Loose-Leaf Lettuce Produces Earlier Crops

By Jim Janke | Jan 09, 2014

We’ve been growing loose-head lettuce varieties like ‘Buttercrunch’ for many years. Plants started from seed indoors in early February go into the garden in late March. Depending on the variety and outdoor temperatures the plants are ready to harvest a month or so later. Seeding every few weeks gives us a continuous supply of fresh lettuce all summer.

Yet on this schedule our first crop isn’t until late April or early May. Loose-leaf lettuce matures faster than head lettuce, and is available in many more colors and textures, so we decided to try it in planters on our deck. Here’s what happened.

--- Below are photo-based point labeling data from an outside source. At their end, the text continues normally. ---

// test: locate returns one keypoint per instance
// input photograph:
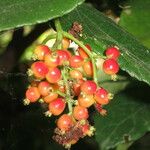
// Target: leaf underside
(101, 32)
(17, 13)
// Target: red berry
(39, 69)
(86, 100)
(52, 60)
(110, 66)
(64, 122)
(80, 113)
(112, 52)
(76, 61)
(61, 88)
(32, 94)
(49, 98)
(65, 43)
(77, 87)
(57, 106)
(63, 56)
(44, 88)
(76, 74)
(88, 68)
(40, 51)
(88, 87)
(101, 96)
(53, 75)
(82, 53)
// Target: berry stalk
(67, 87)
(59, 37)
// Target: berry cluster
(66, 81)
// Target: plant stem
(68, 95)
(58, 43)
(124, 146)
(71, 37)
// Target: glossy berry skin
(53, 75)
(110, 66)
(57, 106)
(88, 68)
(52, 60)
(63, 56)
(64, 122)
(50, 97)
(61, 88)
(76, 74)
(65, 43)
(77, 87)
(85, 129)
(40, 51)
(39, 69)
(80, 113)
(82, 53)
(101, 96)
(86, 100)
(32, 94)
(44, 88)
(76, 61)
(112, 52)
(89, 87)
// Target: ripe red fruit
(76, 74)
(112, 52)
(52, 60)
(57, 106)
(65, 43)
(63, 56)
(76, 61)
(86, 100)
(80, 113)
(101, 96)
(88, 87)
(40, 51)
(82, 53)
(49, 98)
(61, 88)
(64, 122)
(39, 69)
(44, 88)
(53, 75)
(88, 68)
(32, 94)
(77, 87)
(110, 66)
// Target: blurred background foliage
(24, 128)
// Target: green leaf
(16, 13)
(100, 31)
(127, 120)
(136, 21)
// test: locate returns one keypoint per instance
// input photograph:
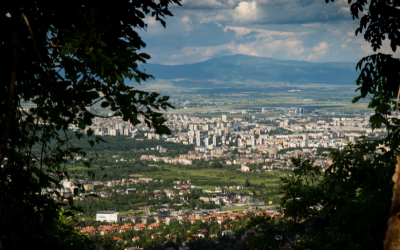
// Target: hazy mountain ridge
(244, 67)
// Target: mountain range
(242, 68)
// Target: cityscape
(192, 125)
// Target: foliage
(347, 206)
(64, 66)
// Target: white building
(109, 216)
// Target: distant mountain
(243, 67)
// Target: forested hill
(247, 68)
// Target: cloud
(246, 12)
(282, 29)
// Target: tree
(347, 206)
(65, 60)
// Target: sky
(307, 30)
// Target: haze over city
(200, 124)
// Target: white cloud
(246, 12)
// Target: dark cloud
(308, 30)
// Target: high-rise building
(224, 118)
(198, 141)
(207, 141)
(215, 140)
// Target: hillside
(242, 68)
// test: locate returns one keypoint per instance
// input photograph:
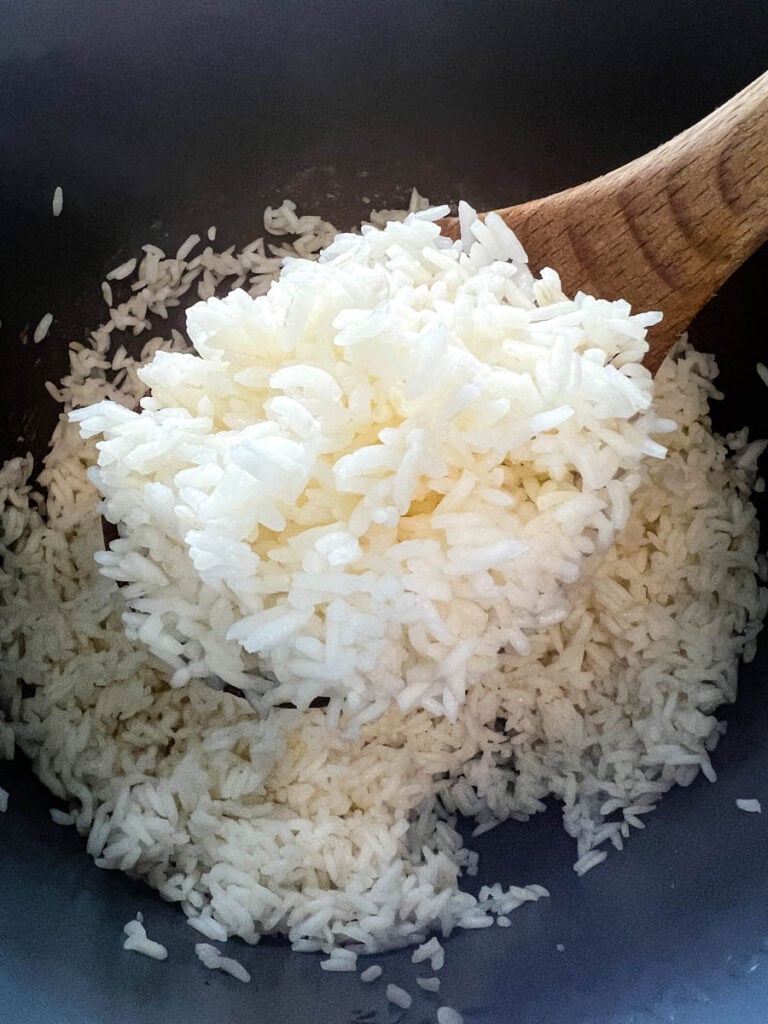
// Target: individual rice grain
(372, 973)
(398, 996)
(446, 1015)
(136, 941)
(41, 331)
(212, 958)
(751, 806)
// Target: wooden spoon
(666, 230)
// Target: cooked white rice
(372, 973)
(41, 331)
(751, 806)
(136, 941)
(429, 984)
(307, 509)
(446, 1015)
(279, 823)
(398, 996)
(211, 957)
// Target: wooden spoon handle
(666, 230)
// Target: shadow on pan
(159, 121)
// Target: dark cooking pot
(161, 119)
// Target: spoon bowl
(666, 230)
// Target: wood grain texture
(666, 230)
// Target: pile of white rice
(281, 821)
(370, 480)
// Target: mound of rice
(279, 821)
(376, 476)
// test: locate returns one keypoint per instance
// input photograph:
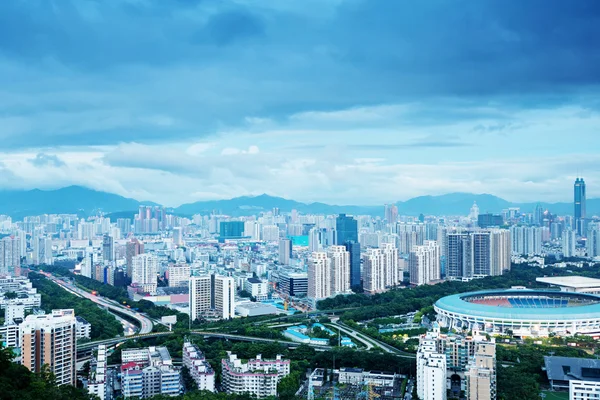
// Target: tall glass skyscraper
(579, 203)
(346, 234)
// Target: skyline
(202, 100)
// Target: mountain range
(84, 202)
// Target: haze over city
(346, 102)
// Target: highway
(144, 322)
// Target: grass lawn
(556, 395)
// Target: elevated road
(144, 322)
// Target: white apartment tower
(481, 373)
(319, 276)
(431, 371)
(51, 339)
(340, 269)
(212, 294)
(374, 271)
(392, 276)
(424, 263)
(144, 271)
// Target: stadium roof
(571, 368)
(576, 282)
(456, 304)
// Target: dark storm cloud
(209, 64)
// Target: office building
(178, 275)
(579, 206)
(132, 249)
(593, 240)
(285, 251)
(346, 229)
(200, 370)
(353, 247)
(149, 372)
(319, 276)
(374, 271)
(294, 284)
(144, 272)
(488, 220)
(231, 229)
(481, 373)
(431, 371)
(340, 269)
(10, 254)
(424, 263)
(569, 241)
(212, 296)
(108, 251)
(584, 390)
(257, 377)
(51, 339)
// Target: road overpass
(144, 322)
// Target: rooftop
(577, 282)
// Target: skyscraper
(51, 339)
(424, 263)
(340, 269)
(144, 272)
(285, 251)
(319, 276)
(346, 229)
(579, 203)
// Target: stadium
(524, 312)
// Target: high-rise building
(132, 249)
(256, 377)
(319, 276)
(353, 247)
(285, 251)
(231, 229)
(391, 214)
(593, 241)
(108, 252)
(212, 295)
(178, 275)
(431, 371)
(391, 268)
(10, 254)
(579, 206)
(424, 263)
(569, 241)
(340, 269)
(51, 339)
(145, 271)
(346, 229)
(374, 271)
(481, 373)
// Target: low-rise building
(149, 372)
(257, 377)
(199, 368)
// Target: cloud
(46, 160)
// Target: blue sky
(341, 101)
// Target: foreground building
(149, 372)
(200, 370)
(52, 340)
(257, 377)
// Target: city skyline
(405, 109)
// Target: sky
(340, 101)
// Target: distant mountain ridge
(84, 202)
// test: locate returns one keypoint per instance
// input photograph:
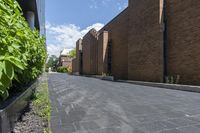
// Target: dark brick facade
(183, 50)
(147, 47)
(89, 46)
(145, 41)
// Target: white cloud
(65, 36)
(119, 4)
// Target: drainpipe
(165, 73)
(30, 16)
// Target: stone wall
(89, 45)
(145, 41)
(183, 47)
(118, 36)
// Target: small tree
(72, 53)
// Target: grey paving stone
(171, 131)
(190, 129)
(87, 105)
(89, 125)
(182, 121)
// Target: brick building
(148, 41)
(65, 60)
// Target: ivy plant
(22, 50)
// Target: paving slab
(87, 105)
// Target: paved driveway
(87, 105)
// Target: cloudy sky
(69, 20)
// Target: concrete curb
(189, 88)
(12, 108)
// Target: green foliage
(62, 69)
(72, 53)
(22, 50)
(41, 102)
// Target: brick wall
(145, 41)
(183, 50)
(74, 65)
(89, 45)
(137, 41)
(78, 54)
(102, 52)
(117, 34)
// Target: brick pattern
(102, 52)
(145, 41)
(137, 41)
(89, 45)
(117, 34)
(74, 65)
(78, 55)
(183, 20)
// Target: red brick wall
(89, 44)
(102, 50)
(78, 51)
(74, 65)
(145, 41)
(183, 18)
(118, 33)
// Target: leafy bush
(22, 50)
(62, 69)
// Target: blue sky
(69, 20)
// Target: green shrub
(62, 69)
(22, 50)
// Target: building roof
(64, 52)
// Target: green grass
(41, 102)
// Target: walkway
(87, 105)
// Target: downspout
(165, 72)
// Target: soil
(29, 122)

In early February (indoors) we scattered seeds on the surface of a seed starting mix, pressed the seeds into the soil, and covered lightly with milled sphagnum moss. We placed the seed flats in a tray of water and covered with clear plastic to maintain high humidity. Seeds germinated in a couple of days, and the plants grew quickly.

Three weeks later seedlings were transplanted into 5 by 17 inch planters filled with a mixture of bagged topsoil and peat based planting mix. Each planter had space for about 30 seedlings. The containers were moved to a protected area of the deck and covered with shade netting for a week or so to acclimatize the young plants to sun and wind. Our harvest started 5 to 6 weeks after seeding, a lot sooner than for loose-head lettuce. Cutting the lettuce with scissors about a half inch from the soil allowed the leaves to re-grow quickly, providing a second harvest a couple of weeks later.

Lessons learned (so far):

  • Seed packets with more than one type of lettuce (like mesclun mixes) haven’t worked for us. The first type to germinate can smother those that sprout later.
  • Seeding inside resulted in much better germination rates because the environment could be controlled more easily. Lettuce seed is viable for a long time; we got excellent germination from seeds 3 or more years old.
  • Placing the planters on a utility cart (our “lettuce factory”) made it easy to move them into shade on warm days or into the house if a hard freeze was predicted.  If the planters contained soil that had been used previously for flowers, a lot of flower seedlings (in our case, petunias) sprouted as the lettuce grew. These “volunteers” were a pain to remove.
  • Planters need to be watered often, and this washes nitrogen out of the soil that is needed for foliage growth. Slow release fertilizers keep nitrogen in the container for a longer time. And using planters with reservoirs minimizes the number of times you have to water, so the nitrogen doesn’t wash out as quickly.
  • Our favorite red-leafed varieties were ‘Red Velvet’ (similar to ‘Red Sails’) and ‘Revolution’. They had excellent flavor and texture, and didn’t turn bitter as quickly as other varieties.
  • Mid-summer crops were poor last year. Either the temperature was too high for the lettuce to grow well, or it rained so often that there wasn’t enough sunshine. Or maybe I re-used the same planter too many times and the soil got compacted. We might skip the May and June seedings this year.

Try growing lettuce and other loose-leaf vegetables like spinach and arugula in containers. You’ll be surprised how easy this is.